Un capitán rebelde.
No cabe dudar del carácter indómito del capitán Ureta, diversos sucesos a lo largo de su vida, incluso muy posteriores a la guerra, así lo atestiguan. Al frente de su compañía, conocida por el origen de sus hombres como “los Cuarenta de Artajona”, no sólo toma posición en una altura cercana sino que, observando la aparente falta de oposición enemiga, comienza a avanzar hasta entrar en la ciudad. Lo hace por propia iniciativa y sin órdenes específicas. Se dice que el mando nacional no tuvo claro en un principio si castigarlo por desobediencia o condecorarlo por su audacia.
Los gudaris no aparecen por ninguna parte.
Una parte importante de la población, temiendo los bombardeos, había abandonado la ciudad. Las calles, sin embargo, al paso de los requetés se van llenando de donostiarras que celebran la caída de la autoridad republicana. No se produjeron combates ni los requetés de Ureta encontraron oposición alguna. El único herido, al parecer, se habría producido por contusión al entrar en tropel los requetés en la Diputación, pero no al tropezar con ningún gudari sino con una inoportuna puerta giratoria que vino a frenar el ímpetu navarro. 40 navarros de Artajona habían tomado ellos solitos el control de San Sebastián sin pegar un solo tiro.
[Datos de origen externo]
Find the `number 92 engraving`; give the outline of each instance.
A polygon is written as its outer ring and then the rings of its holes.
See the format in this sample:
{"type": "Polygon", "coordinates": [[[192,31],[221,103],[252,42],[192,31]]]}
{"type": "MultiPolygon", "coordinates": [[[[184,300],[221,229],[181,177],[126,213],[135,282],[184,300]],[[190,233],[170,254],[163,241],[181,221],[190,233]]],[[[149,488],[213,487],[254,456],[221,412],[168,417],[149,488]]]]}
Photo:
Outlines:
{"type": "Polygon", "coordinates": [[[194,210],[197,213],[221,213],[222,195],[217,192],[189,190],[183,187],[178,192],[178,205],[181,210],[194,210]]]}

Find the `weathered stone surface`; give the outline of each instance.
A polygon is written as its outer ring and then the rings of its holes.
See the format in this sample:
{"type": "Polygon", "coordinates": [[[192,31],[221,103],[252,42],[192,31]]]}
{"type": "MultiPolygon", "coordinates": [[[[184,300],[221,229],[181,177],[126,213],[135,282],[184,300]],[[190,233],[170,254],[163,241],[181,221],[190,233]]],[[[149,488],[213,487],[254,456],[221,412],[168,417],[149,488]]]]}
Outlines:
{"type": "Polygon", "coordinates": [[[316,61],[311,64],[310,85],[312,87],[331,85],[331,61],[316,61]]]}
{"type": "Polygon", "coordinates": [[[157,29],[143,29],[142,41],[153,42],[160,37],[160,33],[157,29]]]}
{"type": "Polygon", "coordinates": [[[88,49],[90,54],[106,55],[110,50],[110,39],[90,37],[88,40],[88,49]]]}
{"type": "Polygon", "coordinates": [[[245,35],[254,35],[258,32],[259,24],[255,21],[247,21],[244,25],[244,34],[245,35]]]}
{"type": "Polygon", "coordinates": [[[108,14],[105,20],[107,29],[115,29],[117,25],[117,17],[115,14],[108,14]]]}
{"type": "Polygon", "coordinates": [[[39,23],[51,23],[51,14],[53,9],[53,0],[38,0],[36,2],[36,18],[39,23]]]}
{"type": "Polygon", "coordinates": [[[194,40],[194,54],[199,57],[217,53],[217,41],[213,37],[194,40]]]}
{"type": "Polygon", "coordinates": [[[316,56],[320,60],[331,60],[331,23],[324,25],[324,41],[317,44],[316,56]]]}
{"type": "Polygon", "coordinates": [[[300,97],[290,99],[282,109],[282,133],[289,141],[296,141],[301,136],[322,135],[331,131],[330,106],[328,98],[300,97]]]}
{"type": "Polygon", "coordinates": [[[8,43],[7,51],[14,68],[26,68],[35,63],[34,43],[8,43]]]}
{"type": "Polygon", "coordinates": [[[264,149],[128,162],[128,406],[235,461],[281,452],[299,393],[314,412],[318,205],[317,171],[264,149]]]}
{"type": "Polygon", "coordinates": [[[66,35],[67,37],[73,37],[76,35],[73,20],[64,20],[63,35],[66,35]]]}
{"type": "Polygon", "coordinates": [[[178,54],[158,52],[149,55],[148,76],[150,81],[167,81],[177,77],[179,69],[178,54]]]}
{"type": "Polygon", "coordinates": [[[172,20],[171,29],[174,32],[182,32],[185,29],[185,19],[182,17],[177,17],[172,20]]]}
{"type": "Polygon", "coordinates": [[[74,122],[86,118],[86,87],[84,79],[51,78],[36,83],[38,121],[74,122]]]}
Es la primera capital de provincia tomada por los nacionales en la Guerra.
El Pacto de Santoña.
Desde el primer momento, la actitud del PNV hacia el alzamiento siempre resultó confusa, especialmente en Alava y Navarra. De hecho, Mola no ordenó la disolución de los organismos nacionalistas hasta un mes después del Alzamiento. El PNV recelaba del espíritu revolucionario de las fuerzas republicanas. La defensa de Guipúzcoa había recaído esencialmente en las milicias izquierdistas, algunas de ellas venidas incluso de fuera del País vasco, como los voluntarios asturianos de Sama que defendieron Irún y Hernani.
La falta de espíritu combativo del nacionalismo vasco ya había deparado episodios llamativos. Milicias del PNV recibieron la orden de liberar a los presos nacionales y asegurar a los alzados la entrega intacta del corazón industrial de Bilbao. Esta actitud alcanzó su máxima expresión meses después en el Pacto de Santoña. Los nacionalistas negociaron su rendición con los fascistas italianos de Mussolini, a espaldas del gobierno republicano. Fue el único tanto que pudieron apuntarse remotamente los italianos, en un conflicto en el que su imagen como fuerza militar no salió precisamente bien parada. Fue también el pago nacionalista a todos los republicanos de izquierda no nacionalistas, vascos, cántabros y asturianos que habían sostenido sacrificadamente la defensa de Guipúzcoa y Vizcaya.